- Eastern Link – a £3.4bn underwater super-highway project – has taken another step forward
- Ofgem has recognised the benefits the first two East Coast HVDC links would bring to UK consumers
- SP Energy Networks, together with National Grid Electricity Transmission (NGET) are working on plans to deliver the Torness to Hawthorn Pit Link whilst SSEN Transmission and NGET progress with plans for the Peterhead to Selby Link.
- Announced as the UK hosts of COP26, SP Energy Networks welcomes Ofgem’s recognition of the investment required to deliver a project that will prove critical to achieving Net Zero
SP Energy Network’s welcomes Ofgem’s decision on the initial proposals for the first two HVDC links for the UK’s East Coast, known as the Eastern Link project.
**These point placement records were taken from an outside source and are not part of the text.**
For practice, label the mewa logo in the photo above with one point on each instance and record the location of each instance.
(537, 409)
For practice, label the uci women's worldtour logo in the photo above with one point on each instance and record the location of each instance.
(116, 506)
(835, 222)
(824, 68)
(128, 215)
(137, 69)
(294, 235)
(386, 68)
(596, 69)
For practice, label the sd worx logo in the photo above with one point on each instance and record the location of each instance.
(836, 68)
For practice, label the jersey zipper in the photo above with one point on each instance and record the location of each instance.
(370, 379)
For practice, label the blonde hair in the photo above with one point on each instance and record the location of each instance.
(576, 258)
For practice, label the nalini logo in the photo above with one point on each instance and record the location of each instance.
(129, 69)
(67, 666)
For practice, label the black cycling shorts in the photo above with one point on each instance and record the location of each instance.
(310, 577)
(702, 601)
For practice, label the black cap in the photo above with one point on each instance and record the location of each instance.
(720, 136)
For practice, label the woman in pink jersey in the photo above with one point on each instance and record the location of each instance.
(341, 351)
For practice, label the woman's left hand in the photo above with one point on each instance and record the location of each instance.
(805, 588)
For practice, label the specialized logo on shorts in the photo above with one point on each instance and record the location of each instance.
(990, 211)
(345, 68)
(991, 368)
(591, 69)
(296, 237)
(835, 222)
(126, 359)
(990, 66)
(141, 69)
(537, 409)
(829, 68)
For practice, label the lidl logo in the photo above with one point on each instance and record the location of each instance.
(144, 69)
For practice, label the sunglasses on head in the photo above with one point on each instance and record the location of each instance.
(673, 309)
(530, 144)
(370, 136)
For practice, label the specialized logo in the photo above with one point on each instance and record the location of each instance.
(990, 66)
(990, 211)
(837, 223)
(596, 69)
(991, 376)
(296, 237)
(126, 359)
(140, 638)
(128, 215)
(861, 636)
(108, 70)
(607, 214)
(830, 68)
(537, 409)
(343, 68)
Published at the end of last week, Ofgem has stated there is a clear benefit to consumers by progressing with plans for the links, recognising the crucial role they play in supporting the much-needed growth of renewables and supporting delivery of net zero.
The multi-billion-pound project would significantly increase the UK’s capacity for renewable power and be capable of transmitting enough electricity across the two links for around four million homes.
Frank Mitchell, CEO of SP Energy Networks said: “Glasgow is currently hosting one of the most important climate summits in recent history – COP26. At the heart of this is how we can accelerate climate action, achieved through innovation and investment in projects like Eastern Link.
“Whilst this latest response from Ofgem marks a positive step forward for one of the largest transmission investment projects in recent history, further clarity on the future delivery of the project and the approval of the final needs case will still need to be provided to ensure we can progress this critical project of national importance.
“Renewable electricity plays a key role in tackling climate change, providing the zero-carbon electricity to fuel everyday life. The Eastern Link project will not only support hundreds of green jobs but also provide part of the essential infrastructure needed to meet the UK’s offshore wind target by 2030 and its Net Zero ambitions by 2045 in Scotland.”
The final decision is expected in 2022.